Comparisons with Alicia Markova were persistent. Peter Williams, editor of Dance and Dancers, wrote that "Spira looked uncannily like Markova as well as having a flavor of Fonteyn, but with an approach of her own." Describing her as "reed-thin and tiny, with huge eyes dominating a gamine face," a writer for the New York Times also likened her to Markova, remarking that they shared "a classical purity of line and delicacy of style wedded to a steely technique." She continued to lead the Cape Town company until 1988, when an injury on the opening night of a new production of Giselle brought her dance career to an end.

==Honors and awards==
Spira received numerous honors and awards during her long career. A two-time winner of the Nederburg Award for Ballet, she was also the recipient of the Lilian Solomon Award and the Bellarte Woman of the Year Award for the Cape Province in 1979,
In 1984, she was granted the unusual title of prima ballerina assoluta by the president of South Africa.

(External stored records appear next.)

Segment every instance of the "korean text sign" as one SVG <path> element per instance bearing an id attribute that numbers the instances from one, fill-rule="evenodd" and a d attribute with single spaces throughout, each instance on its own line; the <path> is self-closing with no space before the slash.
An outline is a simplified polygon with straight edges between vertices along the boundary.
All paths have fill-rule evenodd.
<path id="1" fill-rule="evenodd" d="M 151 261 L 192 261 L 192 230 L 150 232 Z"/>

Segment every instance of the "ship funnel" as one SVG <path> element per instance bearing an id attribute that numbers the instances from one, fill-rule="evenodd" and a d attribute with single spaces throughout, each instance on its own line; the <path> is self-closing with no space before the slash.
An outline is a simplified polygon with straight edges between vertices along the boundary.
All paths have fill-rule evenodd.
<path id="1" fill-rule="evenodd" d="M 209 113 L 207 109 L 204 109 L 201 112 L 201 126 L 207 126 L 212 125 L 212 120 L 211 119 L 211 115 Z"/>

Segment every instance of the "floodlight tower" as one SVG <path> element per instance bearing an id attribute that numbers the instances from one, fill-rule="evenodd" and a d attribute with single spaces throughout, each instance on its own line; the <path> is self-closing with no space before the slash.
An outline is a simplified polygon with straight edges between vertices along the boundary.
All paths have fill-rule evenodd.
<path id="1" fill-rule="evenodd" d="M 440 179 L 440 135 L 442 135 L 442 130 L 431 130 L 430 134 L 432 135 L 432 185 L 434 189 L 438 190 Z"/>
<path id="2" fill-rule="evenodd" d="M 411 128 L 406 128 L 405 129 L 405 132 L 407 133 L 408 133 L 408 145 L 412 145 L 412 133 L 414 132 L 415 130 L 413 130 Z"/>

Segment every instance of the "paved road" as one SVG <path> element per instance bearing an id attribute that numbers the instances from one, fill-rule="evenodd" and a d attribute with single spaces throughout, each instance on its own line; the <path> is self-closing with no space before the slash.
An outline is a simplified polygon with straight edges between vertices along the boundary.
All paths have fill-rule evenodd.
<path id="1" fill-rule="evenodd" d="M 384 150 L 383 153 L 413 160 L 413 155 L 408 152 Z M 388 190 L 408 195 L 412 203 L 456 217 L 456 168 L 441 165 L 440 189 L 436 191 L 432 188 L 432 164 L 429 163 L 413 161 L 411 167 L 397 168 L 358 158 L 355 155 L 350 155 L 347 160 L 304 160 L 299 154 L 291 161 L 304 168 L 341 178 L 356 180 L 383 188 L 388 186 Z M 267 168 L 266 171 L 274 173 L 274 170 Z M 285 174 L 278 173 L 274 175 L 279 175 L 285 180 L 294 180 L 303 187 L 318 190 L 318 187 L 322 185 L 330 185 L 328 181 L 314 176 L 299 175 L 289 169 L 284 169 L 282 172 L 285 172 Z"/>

Following this rare honor, she received South Africa's highest civilian award for excellence, the Order for Meritorious Service, Gold. In 2000, she received the Molteno Medal from the Cape Tercentenary Foundation for lifetime service to the performing arts. In 2003, she was named a member of the Order of the Disa for her contribution to ballet and the development of ballet in disadvantaged communities.

==Later life==
After leaving the stage in 1988, Spira served as principal ballet mistress of CAPAB Ballet until 1999, during which time the company was renamed as Cape Town City Ballet. She and her husband, Philip Boyd, a former CAPAB dancer whom she had married in 1986, had no children, so they devoted their energies to community service. Appointed head of the David Poole Trust Youth Training Program, she and Boyd ran the Dance for All program initiated by Poole some years earlier. Set up to take dance to underprivileged children living in non-white townships, it was active in Gugulethu, Nyanga, and Khayelitsha on the borders of Cape Town and in the rural inland areas of Barrydale and Montagu. The program reached more than seven hundred children each year.

After a foot injury in August 2007 in London, Spira underwent a series of operations on both her legs. Complications set in and she again underwent vascular surgery, which she did not survive. She died in a Cape Town hospital, aged 64.